それでパパからその場所を聞いて、運送屋さんにお願いしてここに運び込んでもらってるの」
最後の荷物を運び終えた配送員は、ではサインをお願いします、と伝票を持ってきた。ママはそれにさらさらとサインをして、ごくろうさま、とねぎらう。配送員は一礼してトラックに戻っていった。店の中はまたほこりまみれの骨董品とまだ開封されていない段ボール箱でいっぱいになった。あずは深いため息をついた。
「どうするのよ、これ……」
「がんばって売らなくちゃね」
「売れないよ、こんなの」
「そんなことないわよ、あーちゃん、すごいがんばってくれてるもの。またお客さんがいっぱいきて、すぐに売り切れちゃうわ」
ママはそんなことを言いながら、ぶきみな木馬の頭をいとおしそうに手のひらでなでた。
「売れないよ、ぜったい」
「どうしてそんなこと言うの?」
「パパの様子どうだった?」
「それがね、お店が繁盛しているって話したら、すごいテンションあがっちゃって、よーし、これからもどんどん仕入れるぞって。保管場所も必要になるから、もうひとつ倉庫を借りてくれって言われたわ」
「さいあく。倉庫なんか借りることないわ」
「そうはいかないわよ、パパ、すごいやる気になってんだから。それでさっそく契約に行ったら、パパったら倉庫のレンタル料、ずっと滞納してたの。その代金も払わされちゃった。パパったらあいかわらず、お金にだらしないわよね」
「ちょっと、ママ、どうしちゃったの?」
「なにが?」
「パパのそんなルーズなところ、大きらいだったはずでしょ。どうして怒らないの? 昔ならもっとヒステリックになってたでしょ、パパの借金なんて払ってやることないのに。ママがそんなにパパを甘やかしたら、パパ、どんどんダメになっちゃうよ」
「あーちゃんこそ、どうしちゃったの。変よ、一生懸命がんばっているパパを、どうして応援してあげないの。パパがやる気になってくれて、お店も繁盛してくれて、そしたらママ、この家に戻ってきて専業主婦でのんびりできるわね。お料理やお洗濯、がんばるわ」
「ダメ! ぜったいダメ! ママ、今すぐここから出て行って!」
あずの大声に、ママは肩をびくっとさせた。
「なに言い出すの」
「説明はあとでするから、とにかく何も言わずに、この家から出て行って」
「ママのこと、そんなにきらい?」
「ちがう、好きだから言ってるの。あたしは外でバリバリ働いているママが好きなの。モーレツなキャリアウーマンで、男を蹴落としてどんどん出世していくママが好きなの。
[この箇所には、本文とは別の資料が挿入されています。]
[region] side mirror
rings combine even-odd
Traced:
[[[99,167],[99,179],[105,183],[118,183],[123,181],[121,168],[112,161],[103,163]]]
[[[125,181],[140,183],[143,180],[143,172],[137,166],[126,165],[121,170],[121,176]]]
パパみたいなだらしない男にすがって生きていくようなママは見たくないわ。この家にいたらママはどんどんダメになっちゃう、専業主婦って言うけど、どうせすぐに家事なんかやらなくなるわ、昼間からごろんと寝転んでポテトチップスつまみながらテレビのワイドショーをだらだら見るのよ。読むのは女性週刊誌ばっかり、それで同じようなおばさん仲間と芸能人のゴシップで何時間も長電話するの。ああいやだ、そんなママなんか見たくない」
「でもねえ、もうママ、働くの疲れちゃったのよ、仕事にも興味がなくなってきたし」
「それはママのせいじゃない、この町のせいなの。ここにいるからそんな気分になるの、だからこの町を出て行って、早く、今すぐ。ここから出れば、すぐに元に戻るから」
「ちょっと、あーちゃんが何を言ってるのか、よくわからないんだけど」
「いいから、説明したって今はわかってもらえないと思う、とにかくここにいてはダメ」
あずはママの背中を押して、店から出て行かせる。乗ってきた車の運転席に押し込んで、じゃあね、と手を振る。ママはぼんやりと首をかしげながら、それでもあずの勢いに押されて車のエンジンをかけた。